OK. Then respond to my last post. You have to show $g(y)=m$. What is $g(y)$ according to its definition?

 

[HMPARTICLE]

for any $y \in X \cup \{x\}$
we define;
$g(y):= f(y)$ for all $y \in X$,
$g(x):=n+1$

 

[LCKurtz]

for any $y \in X \cup \{x\}$
we define;
$g(y):= f(y)$ for all $y \in X$,
$g(x):=n+1$

So tell me how you know there is a $y$ such that $g(y)=m$. I know, it's easy. But you have to say why.

 

[HMPARTICLE]

Because y is an element of the set X U {x}

 

[LCKurtz]

No. It is because if $m\le n$, so $m\in S_n$, you have there is $y\in X$ such that $f(y)=m$ because $f$ is a bijection between $X$ and $S_n$. And by the definition of g, if $y\in X$ then $g(y)=f(y)$. That is why $g(y) = m$.

This should complete the argument that $g$ is onto $S_{n+1}$. Now, since we have been through it and it isn't really a homework problem because you aren't actually taking a class, I'm going to stretch the PF rules and show you how you should write it up. We have called$$
S_n = \{ i\in N: i\le n\}$$You are given a bijection $f$ from a set $X$ to $S_n$. If $x$ is not an element of $x$, you want to demonstrate a bijection $g$ from $X\cup \{x\}$ to $S_{n+1}$.

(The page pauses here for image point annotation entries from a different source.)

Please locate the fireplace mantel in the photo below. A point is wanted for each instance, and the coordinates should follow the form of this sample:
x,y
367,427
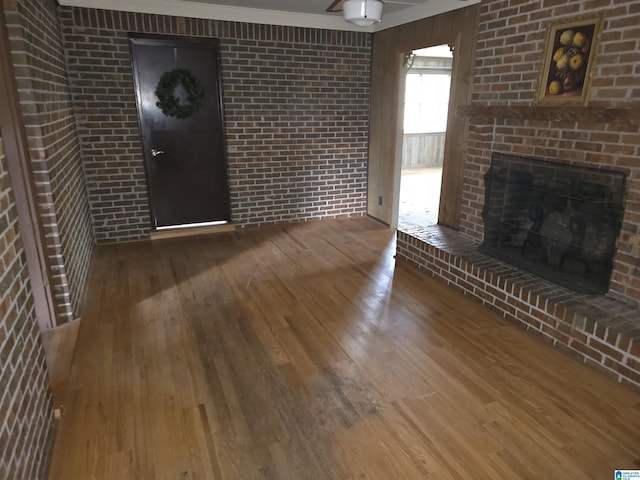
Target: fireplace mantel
x,y
560,113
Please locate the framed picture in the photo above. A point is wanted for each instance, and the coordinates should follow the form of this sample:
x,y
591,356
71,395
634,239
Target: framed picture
x,y
569,56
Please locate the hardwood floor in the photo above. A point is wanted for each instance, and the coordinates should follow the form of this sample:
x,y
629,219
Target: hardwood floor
x,y
303,352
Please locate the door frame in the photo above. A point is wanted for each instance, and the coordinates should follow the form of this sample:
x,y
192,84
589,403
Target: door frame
x,y
152,39
448,138
16,147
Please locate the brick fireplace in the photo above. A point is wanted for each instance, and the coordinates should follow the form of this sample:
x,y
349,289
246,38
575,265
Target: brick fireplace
x,y
560,222
503,116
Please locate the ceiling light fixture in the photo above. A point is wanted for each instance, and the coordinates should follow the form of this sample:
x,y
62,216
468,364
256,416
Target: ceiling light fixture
x,y
362,12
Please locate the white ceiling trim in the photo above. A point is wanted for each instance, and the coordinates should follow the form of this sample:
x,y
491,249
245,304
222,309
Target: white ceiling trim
x,y
271,17
420,11
221,12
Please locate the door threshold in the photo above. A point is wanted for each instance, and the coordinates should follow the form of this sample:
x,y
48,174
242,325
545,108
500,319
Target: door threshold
x,y
188,231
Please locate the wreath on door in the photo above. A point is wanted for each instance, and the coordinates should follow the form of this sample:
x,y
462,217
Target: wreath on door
x,y
169,103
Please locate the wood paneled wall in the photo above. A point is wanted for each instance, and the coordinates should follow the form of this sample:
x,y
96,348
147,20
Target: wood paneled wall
x,y
457,28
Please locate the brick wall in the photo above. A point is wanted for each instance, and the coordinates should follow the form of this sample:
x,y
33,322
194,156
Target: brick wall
x,y
45,100
296,106
26,421
511,37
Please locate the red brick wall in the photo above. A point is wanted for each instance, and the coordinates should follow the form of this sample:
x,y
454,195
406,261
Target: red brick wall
x,y
511,37
45,100
296,106
26,421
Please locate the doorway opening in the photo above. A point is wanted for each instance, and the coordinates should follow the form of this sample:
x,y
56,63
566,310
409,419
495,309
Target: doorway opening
x,y
426,104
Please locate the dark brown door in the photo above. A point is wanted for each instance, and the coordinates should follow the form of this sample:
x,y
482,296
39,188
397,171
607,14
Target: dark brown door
x,y
184,148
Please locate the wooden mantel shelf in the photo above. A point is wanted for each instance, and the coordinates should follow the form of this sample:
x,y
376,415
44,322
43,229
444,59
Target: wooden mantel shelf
x,y
558,113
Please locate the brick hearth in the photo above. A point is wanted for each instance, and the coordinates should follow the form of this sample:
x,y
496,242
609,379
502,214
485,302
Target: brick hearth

Our proposed bijection is$$
g(y)=\left\{\begin{array}{rl}
f(y),& y\in X\\
n+1,& y=x
\end{array}\right.$$
Claim: $g$ is onto $S_{n+1}$
Proof: Suppose $m\in S_{n+1}$. If $m = n+1$ then $g(x) = n+1=m$. If $m < n+1$ then $m \in S_n$ so, since $f$ is a bijection between $X$ and $S_n$,(hence onto), there is a $y\in X$ such that $f(y) = m$. Since $y\in X$ then $g(y) = f(y)$ by the definition of $g$, so $g(y)=m$.
So in each case, $m=n+1$ or $m\le n$ we have found a $y$ such that $g(y) = m$.

Now we must show that $g$ is 1-1. You do it. Write down carefully what you have to prove and argue it.

 

[HMPARTICLE]

Thank you ever so much.

The first line
If m = n+1 then g(x) = m+1. I find this a little confusing. if m is some element of $S_{n+1}$ and m = n+1, i get this part... but then to say that g(x) = m+1.
This may sound really stupid, but to me, I'm not quite seeing it.

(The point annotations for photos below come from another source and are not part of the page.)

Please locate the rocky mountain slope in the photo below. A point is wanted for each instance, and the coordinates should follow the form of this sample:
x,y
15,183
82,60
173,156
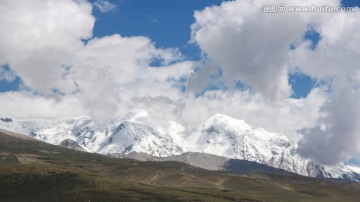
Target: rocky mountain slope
x,y
138,132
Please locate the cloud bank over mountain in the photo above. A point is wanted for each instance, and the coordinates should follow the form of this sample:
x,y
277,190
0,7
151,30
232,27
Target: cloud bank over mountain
x,y
244,70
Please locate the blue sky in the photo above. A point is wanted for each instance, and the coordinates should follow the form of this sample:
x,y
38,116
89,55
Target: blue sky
x,y
243,64
167,23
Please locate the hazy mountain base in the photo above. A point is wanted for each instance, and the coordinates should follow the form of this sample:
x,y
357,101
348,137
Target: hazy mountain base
x,y
208,162
31,170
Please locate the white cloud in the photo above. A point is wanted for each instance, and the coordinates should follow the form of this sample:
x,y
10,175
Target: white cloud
x,y
335,60
6,74
37,38
104,6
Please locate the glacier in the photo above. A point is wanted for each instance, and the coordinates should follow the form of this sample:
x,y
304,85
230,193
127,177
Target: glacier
x,y
219,135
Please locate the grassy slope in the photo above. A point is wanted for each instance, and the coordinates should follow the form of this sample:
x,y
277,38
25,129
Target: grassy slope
x,y
35,171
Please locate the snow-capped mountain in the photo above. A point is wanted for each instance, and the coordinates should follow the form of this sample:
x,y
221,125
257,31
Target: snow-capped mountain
x,y
138,132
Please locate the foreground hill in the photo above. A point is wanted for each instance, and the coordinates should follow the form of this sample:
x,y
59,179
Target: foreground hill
x,y
140,132
31,170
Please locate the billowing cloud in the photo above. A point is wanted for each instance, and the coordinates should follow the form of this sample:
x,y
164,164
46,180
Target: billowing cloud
x,y
336,61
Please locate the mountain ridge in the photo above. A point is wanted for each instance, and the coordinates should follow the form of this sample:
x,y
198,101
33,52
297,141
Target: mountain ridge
x,y
219,135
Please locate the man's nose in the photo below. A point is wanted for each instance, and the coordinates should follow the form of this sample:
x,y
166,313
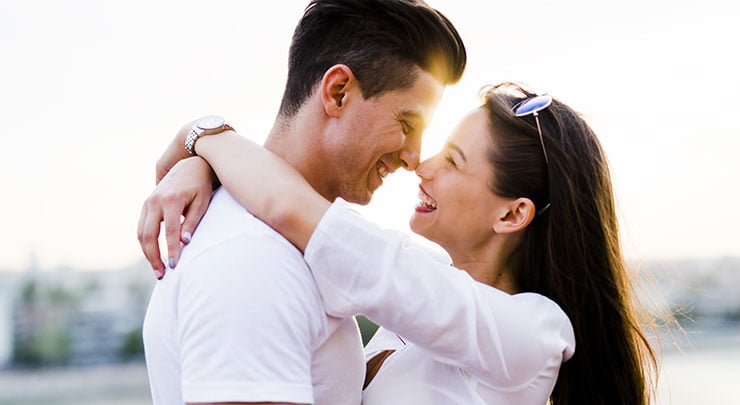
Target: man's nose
x,y
410,153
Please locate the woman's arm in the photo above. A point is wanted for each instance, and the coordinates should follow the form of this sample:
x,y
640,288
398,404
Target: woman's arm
x,y
270,188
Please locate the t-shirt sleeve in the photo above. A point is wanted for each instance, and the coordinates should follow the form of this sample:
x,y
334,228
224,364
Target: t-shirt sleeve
x,y
248,323
505,340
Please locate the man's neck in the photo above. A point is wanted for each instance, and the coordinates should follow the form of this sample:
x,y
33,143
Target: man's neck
x,y
299,146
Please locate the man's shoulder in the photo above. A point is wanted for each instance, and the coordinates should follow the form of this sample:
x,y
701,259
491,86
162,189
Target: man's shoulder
x,y
226,219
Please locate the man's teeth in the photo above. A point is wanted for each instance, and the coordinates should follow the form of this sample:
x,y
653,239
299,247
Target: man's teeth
x,y
426,201
382,171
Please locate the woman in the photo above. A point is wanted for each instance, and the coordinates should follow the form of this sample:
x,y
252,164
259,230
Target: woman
x,y
521,199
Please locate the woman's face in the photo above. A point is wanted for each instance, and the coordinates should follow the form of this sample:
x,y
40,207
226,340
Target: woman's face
x,y
457,209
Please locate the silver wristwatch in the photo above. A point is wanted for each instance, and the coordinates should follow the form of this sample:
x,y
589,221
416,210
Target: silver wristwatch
x,y
208,125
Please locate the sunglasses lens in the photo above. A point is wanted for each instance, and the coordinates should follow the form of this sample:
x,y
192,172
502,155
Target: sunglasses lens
x,y
534,104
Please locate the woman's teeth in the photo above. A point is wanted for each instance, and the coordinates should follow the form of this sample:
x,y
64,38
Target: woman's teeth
x,y
382,171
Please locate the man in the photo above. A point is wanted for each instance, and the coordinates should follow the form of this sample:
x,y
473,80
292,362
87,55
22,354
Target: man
x,y
241,320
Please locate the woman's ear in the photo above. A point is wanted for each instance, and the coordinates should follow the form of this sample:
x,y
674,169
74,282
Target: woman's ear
x,y
518,215
334,88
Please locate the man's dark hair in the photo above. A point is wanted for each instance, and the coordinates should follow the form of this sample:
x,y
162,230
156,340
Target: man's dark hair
x,y
380,40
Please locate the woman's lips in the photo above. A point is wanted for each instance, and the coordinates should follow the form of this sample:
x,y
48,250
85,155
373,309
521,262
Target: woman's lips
x,y
426,202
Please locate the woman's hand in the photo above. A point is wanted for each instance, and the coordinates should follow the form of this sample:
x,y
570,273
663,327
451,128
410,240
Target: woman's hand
x,y
180,200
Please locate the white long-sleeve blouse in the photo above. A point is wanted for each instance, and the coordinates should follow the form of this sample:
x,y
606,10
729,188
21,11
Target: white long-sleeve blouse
x,y
457,341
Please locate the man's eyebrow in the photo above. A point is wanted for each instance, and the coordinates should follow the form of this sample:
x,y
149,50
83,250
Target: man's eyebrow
x,y
456,148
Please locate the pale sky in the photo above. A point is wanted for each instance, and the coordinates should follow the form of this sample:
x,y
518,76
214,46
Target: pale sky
x,y
92,91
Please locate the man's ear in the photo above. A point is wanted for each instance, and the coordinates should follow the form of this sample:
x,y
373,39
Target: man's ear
x,y
334,87
516,216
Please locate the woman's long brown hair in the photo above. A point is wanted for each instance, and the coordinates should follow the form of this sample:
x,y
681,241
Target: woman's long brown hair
x,y
571,251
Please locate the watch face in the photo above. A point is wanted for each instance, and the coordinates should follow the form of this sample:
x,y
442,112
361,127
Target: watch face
x,y
210,122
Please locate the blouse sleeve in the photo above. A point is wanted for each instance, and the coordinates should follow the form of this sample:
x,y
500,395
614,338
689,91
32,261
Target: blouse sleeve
x,y
505,340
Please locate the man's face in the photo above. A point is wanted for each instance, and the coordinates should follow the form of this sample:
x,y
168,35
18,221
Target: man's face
x,y
378,135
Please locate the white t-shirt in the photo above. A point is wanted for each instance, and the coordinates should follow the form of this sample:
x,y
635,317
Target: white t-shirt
x,y
240,319
459,341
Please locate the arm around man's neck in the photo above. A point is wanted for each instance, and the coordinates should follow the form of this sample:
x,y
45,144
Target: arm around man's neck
x,y
266,185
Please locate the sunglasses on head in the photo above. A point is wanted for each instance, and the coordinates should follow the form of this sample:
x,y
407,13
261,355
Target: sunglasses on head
x,y
533,105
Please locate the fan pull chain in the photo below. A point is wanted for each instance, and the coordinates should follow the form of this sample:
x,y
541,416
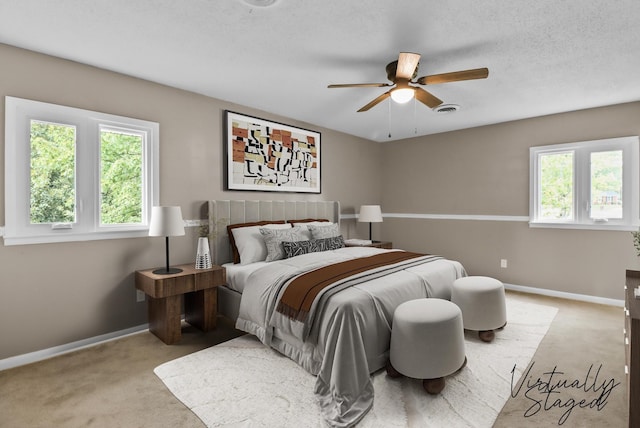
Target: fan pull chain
x,y
415,116
389,118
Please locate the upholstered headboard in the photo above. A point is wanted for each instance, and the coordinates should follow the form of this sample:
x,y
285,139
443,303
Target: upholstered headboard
x,y
225,212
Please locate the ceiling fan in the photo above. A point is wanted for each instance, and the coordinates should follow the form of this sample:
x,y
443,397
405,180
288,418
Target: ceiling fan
x,y
403,71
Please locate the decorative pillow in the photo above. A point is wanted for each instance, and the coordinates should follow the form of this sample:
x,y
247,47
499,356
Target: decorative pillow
x,y
314,245
247,243
309,222
320,232
273,239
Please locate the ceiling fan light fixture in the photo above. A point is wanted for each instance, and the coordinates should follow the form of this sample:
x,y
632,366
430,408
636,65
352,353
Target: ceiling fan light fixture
x,y
259,3
446,108
402,95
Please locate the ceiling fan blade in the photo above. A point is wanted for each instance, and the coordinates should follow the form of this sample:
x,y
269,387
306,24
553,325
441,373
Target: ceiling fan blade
x,y
359,85
455,76
426,98
407,63
375,101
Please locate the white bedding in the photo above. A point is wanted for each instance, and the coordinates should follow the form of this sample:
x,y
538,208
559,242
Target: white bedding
x,y
237,274
351,338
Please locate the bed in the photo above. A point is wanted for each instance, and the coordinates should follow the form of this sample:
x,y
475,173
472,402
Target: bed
x,y
343,335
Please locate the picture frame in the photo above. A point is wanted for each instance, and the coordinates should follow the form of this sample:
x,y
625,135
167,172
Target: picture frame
x,y
268,156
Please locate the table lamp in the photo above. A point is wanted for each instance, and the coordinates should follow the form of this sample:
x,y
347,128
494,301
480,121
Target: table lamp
x,y
371,214
166,221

Claim: $g$ is a 1-1 function
Proof: Let $m \in S_{n+1}$ and $y_1, y_2 \in X \cup \{x\}$. suppose that $g(y_1) = g(y_2)$. Then we have two cases to deal with, if $m < n$ then by the definition of $g$, $g(y_1) = g(y_2)$ becomes $f(y_1) = f(y_2)$, but $f$ is a bijection, so it follows that $y_1=y_2$, in the second case, if $m = n +1$ then $g(y_1) = g(y_2)$ can only occur if $y_1 = y_2 = x$, and$g(x) = m+1$. In either case, g maps different elements to different elements. It follows that $g$ is 1-1

 

[LCKurtz]

Thank you ever so much.

The first line
If m = n+1 then g(x) = m+1. I find this a little confusing. if m is some element of $S_{n+1}$ and m = n+1, i get this part... but then to say that g(x) = m+1.
This may sound really stupid, but to me, I'm not quite seeing it.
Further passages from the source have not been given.